As we earlier noted, plaintiffs here were never permitted to depose either defendant or two treating physicians although they had attempted to do so as early as August 1976. The effect of the series of orders entered by the trial court was to require plaintiffs to obtain a medical expert witness who would state in writing that defendant was negligent in his treatment of Mr. Mendelson before plaintiffs would be allowed to proceed with their own discovery. Such orders are without authority under the discovery rules and the Civil Practice Act and effectively precluded the plaintiffs from establishing any part of the expert testimony which might be required in the trial of this case through testimony of defendant or the treating physicians. See Plost v. Louis Weiss Memorial Hospital (1978), 62 Ill. App. 3d 253, 378 N.E.2d 1176.

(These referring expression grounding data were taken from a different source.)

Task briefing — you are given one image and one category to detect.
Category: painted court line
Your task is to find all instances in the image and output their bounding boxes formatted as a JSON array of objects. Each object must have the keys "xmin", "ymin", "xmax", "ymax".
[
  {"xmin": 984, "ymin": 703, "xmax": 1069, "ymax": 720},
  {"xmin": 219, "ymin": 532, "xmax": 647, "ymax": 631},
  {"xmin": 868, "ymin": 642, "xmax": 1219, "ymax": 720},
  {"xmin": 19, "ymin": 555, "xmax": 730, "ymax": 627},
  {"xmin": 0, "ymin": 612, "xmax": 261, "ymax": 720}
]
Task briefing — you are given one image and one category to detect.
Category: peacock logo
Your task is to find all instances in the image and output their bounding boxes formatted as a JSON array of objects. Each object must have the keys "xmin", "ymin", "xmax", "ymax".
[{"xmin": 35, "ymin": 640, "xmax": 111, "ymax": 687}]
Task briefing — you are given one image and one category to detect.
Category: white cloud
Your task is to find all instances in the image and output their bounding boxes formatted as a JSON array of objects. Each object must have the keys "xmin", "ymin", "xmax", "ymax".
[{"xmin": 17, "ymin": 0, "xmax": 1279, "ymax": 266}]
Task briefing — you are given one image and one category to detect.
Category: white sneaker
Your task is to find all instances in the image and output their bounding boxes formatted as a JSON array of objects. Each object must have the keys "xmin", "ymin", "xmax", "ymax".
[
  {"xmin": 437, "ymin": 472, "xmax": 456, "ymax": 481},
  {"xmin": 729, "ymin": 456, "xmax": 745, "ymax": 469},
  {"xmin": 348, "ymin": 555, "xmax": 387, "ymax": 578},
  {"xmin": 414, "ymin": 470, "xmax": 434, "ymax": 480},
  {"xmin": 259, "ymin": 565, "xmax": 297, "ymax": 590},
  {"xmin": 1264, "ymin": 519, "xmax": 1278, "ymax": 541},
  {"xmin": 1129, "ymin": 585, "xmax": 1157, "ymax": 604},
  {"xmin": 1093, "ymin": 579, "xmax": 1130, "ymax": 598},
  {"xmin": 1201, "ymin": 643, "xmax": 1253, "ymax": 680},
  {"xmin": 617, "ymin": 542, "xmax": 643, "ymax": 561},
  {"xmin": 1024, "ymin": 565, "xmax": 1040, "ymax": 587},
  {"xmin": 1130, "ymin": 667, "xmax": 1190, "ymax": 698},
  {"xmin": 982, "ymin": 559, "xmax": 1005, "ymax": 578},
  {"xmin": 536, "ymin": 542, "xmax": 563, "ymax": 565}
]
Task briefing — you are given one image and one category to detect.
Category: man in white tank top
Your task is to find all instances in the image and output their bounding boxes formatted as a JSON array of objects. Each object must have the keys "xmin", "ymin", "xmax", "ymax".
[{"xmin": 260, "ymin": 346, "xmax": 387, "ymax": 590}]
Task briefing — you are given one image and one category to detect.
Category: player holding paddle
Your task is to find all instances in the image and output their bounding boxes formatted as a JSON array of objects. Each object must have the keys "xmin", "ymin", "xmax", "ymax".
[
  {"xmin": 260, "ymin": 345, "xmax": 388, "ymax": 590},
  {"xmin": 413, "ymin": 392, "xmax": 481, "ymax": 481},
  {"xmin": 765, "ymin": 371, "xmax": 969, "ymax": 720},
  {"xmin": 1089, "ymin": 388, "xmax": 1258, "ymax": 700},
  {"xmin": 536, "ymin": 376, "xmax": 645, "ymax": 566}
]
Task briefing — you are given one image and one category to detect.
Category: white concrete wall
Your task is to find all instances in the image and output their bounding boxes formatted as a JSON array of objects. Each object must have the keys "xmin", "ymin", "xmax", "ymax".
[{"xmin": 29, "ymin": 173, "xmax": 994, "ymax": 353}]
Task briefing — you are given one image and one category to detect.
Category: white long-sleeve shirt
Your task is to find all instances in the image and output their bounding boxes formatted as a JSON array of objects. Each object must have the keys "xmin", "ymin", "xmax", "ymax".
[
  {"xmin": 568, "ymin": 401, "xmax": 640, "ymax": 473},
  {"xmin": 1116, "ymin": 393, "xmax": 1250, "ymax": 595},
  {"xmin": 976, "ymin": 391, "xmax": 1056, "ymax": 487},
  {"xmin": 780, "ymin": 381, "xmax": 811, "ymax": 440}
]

*235Defendant also relies upon Hoover v. University of Chicago Hospitals (1st Dist. 1977), 51 Ill. App. 3d 263, 366 N.E.2d 925, in which the trial court dismissed certain counts of the plaintiffs pro se complaint when she refused to obtain an expert witness to establish her malpractice allegations against the defendant physician. Plaintiff in Hoover contended she needed no expert medical testimony in that case but the court disagreed and affirmed the dismissal of those counts in the complaint which it found as a matter of law required such testimony. We find Hoover to be distinguishable from the case at bar and decline to follow it insofar as it suggests that the plaintiff in a malpractice action must establish at the discovery stage that he will be able to sustain the allegations of the complaint at trial.

Defendant also relies upon cases which have upheld the granting of summary judgment where facts have been established entitling them to summary judgment as a matter of law. (See, e.g., Hill v. Lutheran Hospital (1978), 58 Ill. App. 3d 1003, 374 N.E.2d 1147.) While defendant here did initially move for summary judgment, the trial court did not rule upon that motion and it is not before us. We must note, however, that had the court granted summary judgment without first permitting plaintiff to depose defendant and the two treating physicians such judgment would necessarily be set aside as erroneous.

As we find the dismissal of the cause of action as a sanction under Rule 219(c) was unjustified, it will be reversed. The cause will be remanded to the trial court for further proceedings not inconsistent with the views expressed herein.

Reversed and remanded.

GUILD, P. J., and RECHENMACHER, J., concur.